Information Security News mailing list archives

Panel lets security makers off the hook


From: InfoSec News <isn () c4i org>
Date: Fri, 10 Jan 2003 00:52:19 -0600 (CST)

Forwarded from: security curmudgeon <jericho () attrition org>

http://news.com.com/2100-1023-979774.html

[Great. So all this talk about wanting a secure Internet
Infrastructure meant what? Which of these windbags were talking about
cyber attack and renegade jolt slurping hackers that could cripple the
economy while sodomizing their mother over the phone lines? Yet.. they
don't *really* want to make things better. - jericho]


By Declan McCullagh 
Staff Writer, CNET News.com 
January 8, 2003, 4:45 PM PT

Security software and hardware makers should not have to submit their
products for mandatory performance testing, a federal advisory council
said Wednesday.

Members of the National Infrastructure Advisory Council (NIAC), a
presidentially appointed panel, voted during a conference call
Wednesday afternoon to remove language from a draft cybersecurity
report that could have required that all "security products that
protect critical infrastructure" undergo strict review.

The advisory report is scheduled to be sent to President George W.
Bush in the next month, and any legal requirements it recommends
imposing on the private sector would have to be approved by Congress.

Union Pacific Chairman and CEO Richard Davidson, chairman of NIAC,
began the call by saying that the performance testing requirement is
"probably not as palatable to the IT companies and probably is a
little too strong in terms of regulation recommendations."

Davidson's note of caution was echoed by Cisco Systems CEO John
Chambers. "We found that mandatory testing and evaluation testing and
procedures in the area of security is something that has actually
slowed down innovation and is always two to three steps behind,"
Chambers said. He suggested that this could result in a regulation
that meets a lowest common denominator requirement.

Akamai Technologies' George Conrades said he would support the
government's taking a market approach--using its purchasing power--to
oversight of the cybersecurity industry.
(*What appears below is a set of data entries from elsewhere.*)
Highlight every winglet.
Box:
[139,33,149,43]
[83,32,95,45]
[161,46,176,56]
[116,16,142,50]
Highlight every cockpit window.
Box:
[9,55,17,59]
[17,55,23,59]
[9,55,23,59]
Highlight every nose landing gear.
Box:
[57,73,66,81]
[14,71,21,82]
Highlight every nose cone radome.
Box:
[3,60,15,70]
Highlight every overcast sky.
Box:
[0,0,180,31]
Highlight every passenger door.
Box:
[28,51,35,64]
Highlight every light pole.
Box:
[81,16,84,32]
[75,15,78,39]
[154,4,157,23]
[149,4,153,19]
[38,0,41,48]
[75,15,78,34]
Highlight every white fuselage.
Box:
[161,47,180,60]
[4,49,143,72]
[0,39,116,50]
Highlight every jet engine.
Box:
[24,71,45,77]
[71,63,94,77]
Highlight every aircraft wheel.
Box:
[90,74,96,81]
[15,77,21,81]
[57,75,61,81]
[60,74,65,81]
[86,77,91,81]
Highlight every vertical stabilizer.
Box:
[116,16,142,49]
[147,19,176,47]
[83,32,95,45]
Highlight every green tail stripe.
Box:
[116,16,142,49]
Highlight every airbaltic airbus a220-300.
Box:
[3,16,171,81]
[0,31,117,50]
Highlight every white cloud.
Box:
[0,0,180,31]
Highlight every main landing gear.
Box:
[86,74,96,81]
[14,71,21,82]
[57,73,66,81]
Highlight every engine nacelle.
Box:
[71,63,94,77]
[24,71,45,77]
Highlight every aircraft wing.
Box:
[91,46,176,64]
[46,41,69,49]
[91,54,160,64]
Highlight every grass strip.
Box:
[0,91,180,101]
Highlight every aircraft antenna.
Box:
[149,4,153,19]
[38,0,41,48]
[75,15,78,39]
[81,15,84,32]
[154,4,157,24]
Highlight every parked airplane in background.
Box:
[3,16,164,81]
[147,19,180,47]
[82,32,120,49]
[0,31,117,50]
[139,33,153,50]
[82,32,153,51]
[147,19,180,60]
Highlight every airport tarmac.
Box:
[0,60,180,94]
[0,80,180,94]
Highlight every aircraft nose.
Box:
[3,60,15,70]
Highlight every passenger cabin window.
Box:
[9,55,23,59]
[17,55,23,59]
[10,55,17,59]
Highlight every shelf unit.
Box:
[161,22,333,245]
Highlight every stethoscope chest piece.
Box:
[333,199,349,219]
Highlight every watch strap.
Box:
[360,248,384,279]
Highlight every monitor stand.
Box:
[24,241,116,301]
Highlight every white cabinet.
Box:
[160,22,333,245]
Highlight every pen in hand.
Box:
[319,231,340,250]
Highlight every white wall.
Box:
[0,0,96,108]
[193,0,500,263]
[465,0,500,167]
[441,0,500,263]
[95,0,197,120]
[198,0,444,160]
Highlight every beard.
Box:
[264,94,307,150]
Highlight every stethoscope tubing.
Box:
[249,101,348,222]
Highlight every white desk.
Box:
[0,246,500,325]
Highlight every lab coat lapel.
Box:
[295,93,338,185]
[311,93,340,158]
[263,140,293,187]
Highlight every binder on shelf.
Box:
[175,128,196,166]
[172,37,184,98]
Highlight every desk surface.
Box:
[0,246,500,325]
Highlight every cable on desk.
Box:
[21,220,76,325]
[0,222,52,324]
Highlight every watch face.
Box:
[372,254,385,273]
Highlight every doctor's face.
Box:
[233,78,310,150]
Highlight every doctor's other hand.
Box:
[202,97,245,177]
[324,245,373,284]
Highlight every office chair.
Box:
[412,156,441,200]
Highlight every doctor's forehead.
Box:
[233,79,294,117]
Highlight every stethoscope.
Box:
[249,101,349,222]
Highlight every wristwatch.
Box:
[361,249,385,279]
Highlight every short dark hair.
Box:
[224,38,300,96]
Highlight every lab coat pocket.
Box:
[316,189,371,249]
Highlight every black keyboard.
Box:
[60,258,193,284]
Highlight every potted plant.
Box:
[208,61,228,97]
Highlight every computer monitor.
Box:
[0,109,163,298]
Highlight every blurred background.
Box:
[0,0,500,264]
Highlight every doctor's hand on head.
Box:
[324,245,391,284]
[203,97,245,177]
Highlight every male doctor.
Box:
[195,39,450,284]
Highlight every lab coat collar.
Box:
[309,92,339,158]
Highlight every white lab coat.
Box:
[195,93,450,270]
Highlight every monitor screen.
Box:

This would help quell
concerns about slowing down innovation, the company chairman and CEO
said. Conrades also agreed with the removal of the word "mandatory"
from the report.

Margaret Grayson, CEO of network security firm V-One, suggested that
certain "products be required to interoperate with each other." Other
NIAC members, including Chambers, spoke out against the proposal, and
Grayson eventually amended the testing requirement to become only
advisory.

President Bush created the NIAC by executive order in Oct. 2001, after
the Sept. 11 terrorist attacks, and appointed most members to it a
year later.

The crafting of the NIAC recommendations is linked to the unveiling in
September of a draft White House proposal recommending that industry
and individuals take greater care in securing data rather than
recommending tough new laws and regulations requiring specific
industry segments to secure themselves.